Dunbar's Number
Spoiler, it's around 150 people.
TOOLSPSYCHOLOGY
6/17/20251 min read


Dunbar's number, proposed by British anthropologist Robin Dunbar, suggests a cognitive limit on the number of people with whom individuals can maintain stable social relationships – where one knows who each person is and how they relate to others. This number, often cited around 150, was derived from Dunbar's research correlating primate brain size, particularly the neocortex, with their typical social group size and then extrapolating this relationship to humans based on average human brain size.
This concept has implications for business and organizational design:
Team Size: It suggests that optimal team sizes may be around 150 members or smaller for effective communication, trust, and collaboration without excessive formal rules.

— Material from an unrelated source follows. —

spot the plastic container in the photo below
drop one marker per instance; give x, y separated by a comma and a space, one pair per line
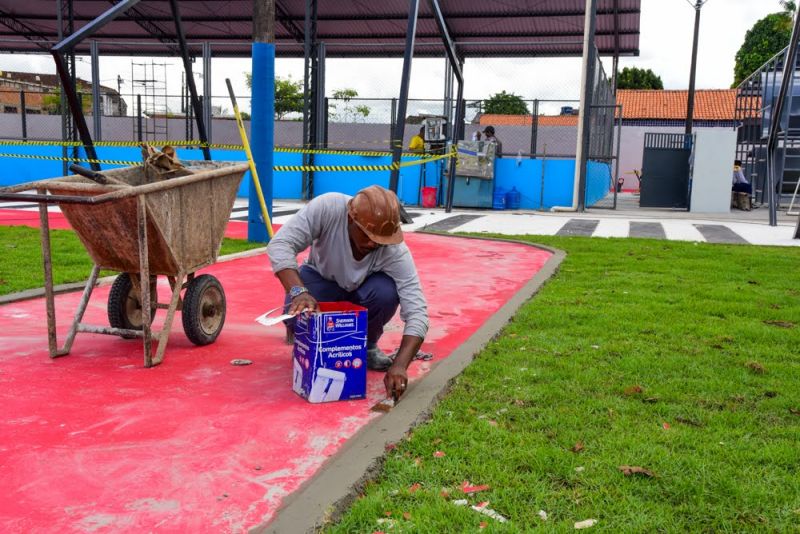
428, 197
513, 199
499, 199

Organizational Structure: It can inform the design of flatter organizational structures or the breaking down of larger organizations into smaller, more manageable units (like departments or teams) to maintain cohesion.
Leadership and Management: Leaders can leverage the Dunbar number by focusing on building strong, personal relationships within their core teams and understanding that managing larger groups effectively may require different strategies, including delegating leadership and establishing clear processes.
Community Building: It highlights the natural limits to network size and can guide efforts in fostering a sense of community within organizations by creating smaller, more intimate groups or designing communication strategies that facilitate deeper connections within the 150-person range.
While Dunbar's number is not a rigid rule and has been subject to debate, it provides a valuable framework for considering the impact of human social cognitive limits on organizational scale, communication, and effectiveness.